Em Prima Donna o que fez não foi contudo o integrar dessas referências na sua música. Mas, antes, fazer da sua música uma expressão mais próxima dessa (legítima) paixão, criando uma ópera que, mesmo pontuada aqui e ali por belíssimas árias – como o são Dans Ce Jardin Flori ou Les Feux d’Artifice t’Appellent –, não representa um verdadeiro contributo inovador nem à sua obra como autor nem à da ópera do século XXI.
O que há de mais interessante em Prima Donna, para além de uma ou outra ária – que resultam mesmo assim muito melhor em canção, na sua voz, como o ouvimos depois na segunda parte do concerto –, é sobretudo a abordagem temática, levando a ópera a falar do seu universo, das suas personagens e relações para além do espaço do palco… Este, sim, é um interessante espaço de reflexão.
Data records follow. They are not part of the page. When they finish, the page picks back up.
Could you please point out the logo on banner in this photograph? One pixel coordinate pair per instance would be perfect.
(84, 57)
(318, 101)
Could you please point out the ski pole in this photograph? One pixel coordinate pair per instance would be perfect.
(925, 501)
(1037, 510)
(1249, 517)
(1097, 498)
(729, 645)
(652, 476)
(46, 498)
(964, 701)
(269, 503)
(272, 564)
O que vimos na Gulbenkian não foi nem uma produção da ópera nem mesmo uma versão de concerto. Mas, antes, um “concerto visual sinfónico” no qual, antes de mais, há que destacar o papel impecavelmente cumprido pela maestrina Joana Carneiro e uma Orquestra Gulbenkian em grande forma (com uma nova expressão da sua rara versatilidade na bem mais suculenta segunda parte). Em palco orquestra e três cantores – Sarah Fox, Kathryn Guthrie e Antonio Figuera – interpretaram uma versão condensada de Prima Donna que omitiu infelizmente a abertura do primeiro ato, um dos mais inspirados momentos da obra. Ao fundo do palco era projetado um filme de Francesco Vezzolli que, mesmo contando com a brilhante Cindy Sherman a vestir uma expressão da ideia da personagem protagonista, não foi nunca mais do que um inerte cortinado com imagens em movimento, incapaz de acrescentar verdadeiros novos pontos de vista à música que se escutava em palco. E lá se passou, sem que ficasse na história, a primeira parte.
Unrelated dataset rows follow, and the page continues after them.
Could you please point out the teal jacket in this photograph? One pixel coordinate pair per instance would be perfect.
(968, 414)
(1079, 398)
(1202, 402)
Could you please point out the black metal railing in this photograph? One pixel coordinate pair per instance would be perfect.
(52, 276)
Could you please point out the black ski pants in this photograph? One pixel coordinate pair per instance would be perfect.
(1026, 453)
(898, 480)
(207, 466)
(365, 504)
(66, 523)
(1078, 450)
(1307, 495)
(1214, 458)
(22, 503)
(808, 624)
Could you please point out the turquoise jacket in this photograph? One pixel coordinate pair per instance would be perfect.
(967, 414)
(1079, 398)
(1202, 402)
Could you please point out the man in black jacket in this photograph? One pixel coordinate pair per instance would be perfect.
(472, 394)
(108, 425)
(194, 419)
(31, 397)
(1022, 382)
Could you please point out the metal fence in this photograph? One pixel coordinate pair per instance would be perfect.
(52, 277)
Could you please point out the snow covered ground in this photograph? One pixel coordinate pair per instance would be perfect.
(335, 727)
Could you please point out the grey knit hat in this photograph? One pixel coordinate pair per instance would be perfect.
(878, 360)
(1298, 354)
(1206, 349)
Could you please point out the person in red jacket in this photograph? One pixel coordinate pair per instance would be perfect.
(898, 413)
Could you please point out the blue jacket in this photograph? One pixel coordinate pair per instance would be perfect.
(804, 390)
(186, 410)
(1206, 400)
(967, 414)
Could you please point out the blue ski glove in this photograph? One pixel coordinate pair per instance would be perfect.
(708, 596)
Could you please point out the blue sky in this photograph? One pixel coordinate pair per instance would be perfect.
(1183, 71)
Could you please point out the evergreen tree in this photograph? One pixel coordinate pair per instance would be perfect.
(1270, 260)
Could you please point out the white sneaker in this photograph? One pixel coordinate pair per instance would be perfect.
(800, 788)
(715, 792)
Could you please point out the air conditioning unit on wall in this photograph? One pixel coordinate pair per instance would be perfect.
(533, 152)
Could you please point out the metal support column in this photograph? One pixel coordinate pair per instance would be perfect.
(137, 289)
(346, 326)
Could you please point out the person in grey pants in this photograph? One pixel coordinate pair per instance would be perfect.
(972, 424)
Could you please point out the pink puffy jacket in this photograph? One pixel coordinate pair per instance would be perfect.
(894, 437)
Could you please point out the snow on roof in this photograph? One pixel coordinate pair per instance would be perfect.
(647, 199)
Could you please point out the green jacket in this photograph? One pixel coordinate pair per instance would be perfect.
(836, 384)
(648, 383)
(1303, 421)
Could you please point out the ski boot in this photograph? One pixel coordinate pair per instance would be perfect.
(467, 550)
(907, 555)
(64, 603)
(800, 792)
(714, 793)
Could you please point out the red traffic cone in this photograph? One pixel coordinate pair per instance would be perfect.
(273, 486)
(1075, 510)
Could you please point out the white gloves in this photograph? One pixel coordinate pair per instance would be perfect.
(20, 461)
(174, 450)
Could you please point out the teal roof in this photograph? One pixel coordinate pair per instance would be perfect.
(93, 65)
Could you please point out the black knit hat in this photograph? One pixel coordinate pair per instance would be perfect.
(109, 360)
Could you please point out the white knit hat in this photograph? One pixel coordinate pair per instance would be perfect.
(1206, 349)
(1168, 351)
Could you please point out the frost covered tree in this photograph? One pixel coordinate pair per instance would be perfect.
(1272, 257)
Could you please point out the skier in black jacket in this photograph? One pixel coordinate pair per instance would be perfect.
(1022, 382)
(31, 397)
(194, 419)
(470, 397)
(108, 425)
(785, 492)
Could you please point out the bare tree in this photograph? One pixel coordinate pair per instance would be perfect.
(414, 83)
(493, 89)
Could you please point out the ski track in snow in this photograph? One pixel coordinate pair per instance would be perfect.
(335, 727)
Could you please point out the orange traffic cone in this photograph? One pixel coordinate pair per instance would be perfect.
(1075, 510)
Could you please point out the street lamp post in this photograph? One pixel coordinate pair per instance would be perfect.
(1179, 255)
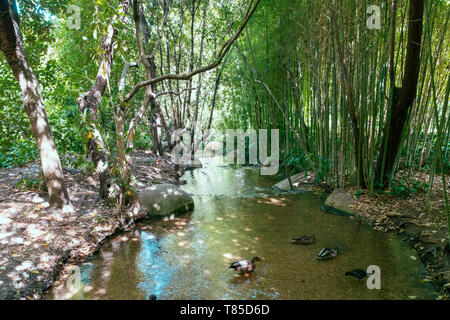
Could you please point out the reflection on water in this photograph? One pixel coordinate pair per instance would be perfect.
(238, 215)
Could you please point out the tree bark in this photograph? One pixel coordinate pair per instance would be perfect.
(12, 46)
(403, 97)
(89, 101)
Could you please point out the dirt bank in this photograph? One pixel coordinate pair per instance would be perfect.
(423, 228)
(36, 241)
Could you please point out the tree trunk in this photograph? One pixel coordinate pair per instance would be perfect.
(12, 46)
(403, 97)
(92, 98)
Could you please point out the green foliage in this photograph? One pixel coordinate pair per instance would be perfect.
(405, 187)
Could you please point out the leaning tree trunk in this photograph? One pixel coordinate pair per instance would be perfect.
(12, 46)
(403, 97)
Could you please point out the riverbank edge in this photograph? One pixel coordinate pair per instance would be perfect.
(37, 284)
(63, 273)
(412, 239)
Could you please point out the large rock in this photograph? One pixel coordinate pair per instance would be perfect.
(340, 202)
(166, 199)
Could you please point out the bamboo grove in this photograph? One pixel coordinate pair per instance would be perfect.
(316, 71)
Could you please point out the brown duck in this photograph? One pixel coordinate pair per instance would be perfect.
(304, 240)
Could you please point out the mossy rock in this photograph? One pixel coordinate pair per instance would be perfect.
(165, 199)
(340, 202)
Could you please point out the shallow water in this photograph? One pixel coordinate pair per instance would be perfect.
(238, 215)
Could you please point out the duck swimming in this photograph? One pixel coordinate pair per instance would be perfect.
(327, 253)
(358, 273)
(304, 240)
(244, 266)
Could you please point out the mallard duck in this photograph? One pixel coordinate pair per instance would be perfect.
(304, 240)
(244, 266)
(327, 253)
(358, 273)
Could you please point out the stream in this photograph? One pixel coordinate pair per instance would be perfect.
(239, 215)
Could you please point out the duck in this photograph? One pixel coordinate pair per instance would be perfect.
(327, 253)
(358, 273)
(304, 240)
(245, 266)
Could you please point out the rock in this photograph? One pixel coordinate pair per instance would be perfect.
(295, 179)
(165, 199)
(189, 164)
(340, 202)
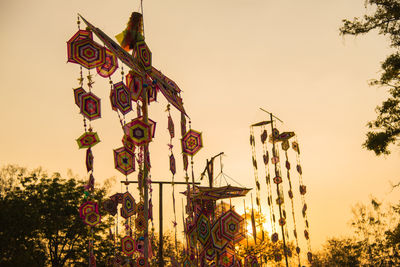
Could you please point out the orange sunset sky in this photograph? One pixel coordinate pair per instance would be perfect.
(230, 57)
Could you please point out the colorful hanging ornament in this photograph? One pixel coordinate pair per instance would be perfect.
(89, 160)
(128, 245)
(110, 206)
(138, 131)
(88, 207)
(128, 144)
(110, 65)
(227, 258)
(203, 229)
(124, 161)
(92, 219)
(90, 106)
(172, 166)
(191, 142)
(144, 55)
(128, 204)
(79, 35)
(78, 92)
(232, 226)
(122, 98)
(134, 83)
(87, 53)
(217, 239)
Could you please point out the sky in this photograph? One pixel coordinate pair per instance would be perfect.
(230, 58)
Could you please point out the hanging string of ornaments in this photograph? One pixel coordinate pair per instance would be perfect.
(137, 89)
(280, 144)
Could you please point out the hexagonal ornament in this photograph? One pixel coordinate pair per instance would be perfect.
(128, 245)
(128, 204)
(122, 98)
(90, 106)
(88, 139)
(138, 131)
(144, 55)
(232, 226)
(88, 207)
(192, 142)
(92, 219)
(124, 161)
(88, 53)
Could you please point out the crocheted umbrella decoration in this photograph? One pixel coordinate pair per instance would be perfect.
(122, 98)
(92, 219)
(123, 214)
(124, 161)
(285, 136)
(140, 223)
(141, 261)
(128, 144)
(78, 92)
(186, 262)
(88, 53)
(203, 229)
(210, 252)
(110, 206)
(152, 125)
(88, 207)
(191, 142)
(140, 244)
(90, 106)
(251, 261)
(134, 83)
(79, 35)
(143, 54)
(227, 258)
(110, 65)
(128, 245)
(128, 204)
(88, 139)
(218, 241)
(140, 208)
(117, 198)
(89, 159)
(238, 262)
(138, 131)
(232, 227)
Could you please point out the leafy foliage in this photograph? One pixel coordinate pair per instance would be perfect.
(40, 223)
(385, 130)
(375, 243)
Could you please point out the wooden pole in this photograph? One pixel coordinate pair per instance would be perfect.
(161, 241)
(278, 192)
(160, 250)
(145, 177)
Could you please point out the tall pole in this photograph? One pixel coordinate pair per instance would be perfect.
(160, 249)
(145, 178)
(160, 183)
(278, 193)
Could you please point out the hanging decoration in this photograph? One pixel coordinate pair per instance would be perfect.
(280, 144)
(211, 234)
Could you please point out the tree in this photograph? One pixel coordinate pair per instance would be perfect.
(40, 223)
(375, 242)
(385, 129)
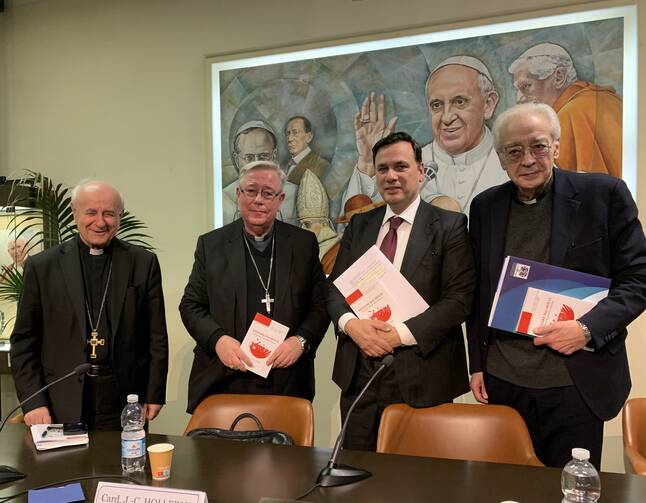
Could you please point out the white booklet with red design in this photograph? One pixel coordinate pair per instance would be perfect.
(262, 338)
(541, 307)
(376, 290)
Mas felizmente houve uma segunda. E aí, magnificamente acompanhado pela Orquestra Gulbenkian, Rufus mostrou (com novos arranjos) como uma certa dimensão operática habitava já canções suas como This Love Affair, Oh What a World ou Going to a Town, mostrando a Lisboa o melhor de todos os alinhamentos que apresentou nas já significativas passagens que fez por palcos da cidade. Estava “em casa”, juntando os dons de entertainer que há muito lhe reconhecemos num palco diferente que, agora, era claramente afinado segundo as suas linhas. Fez adendas ao programa quando, por exemplo, interpretou, apenas acompanhado ao piano, a ária Les Feux d’Artifice t’Appelent da ópera escutada na primeira parte (numa versão que ele mesmo gravou em All Days Are Nights: Songs for Lulu) ou, já num dos três encores, chamou a cena os cantores que tinham interpretado as personagens de Prima Donna, para uma espantosa versão de Hallelujah, de Leonard Cohen. O tom informal do serão foi sobretudo acentuado na segunda ocasião em que chamou a cena Sarah Fox para, com ela (mas mantendo ele o seu registo vocal habitual), interpretar uma ária de L’Amico Friz, de Pietro Mascagni, assinalando não só mais uma ponte de diálogos entre a pop e a ópera, como garantindo, pela inesperada coreografia, “lançando flores”, uma das maiores gargalhadas da noite.
A mais interessante surpresa, já que a dimensão sinfonista das canções era coisa não tão difícil de antever, coube a um destapar do que será o seu próximo projeto para a Deutsche Grammophon: um disco de canções baseadas em sonetos de Shakespeare, do qual escutámos A Woman’s Face. E aí, tal como nas canções pop, convenhamos que Rufus Wainwright conduziu os acontecimentos a um outro patamar de satisfação.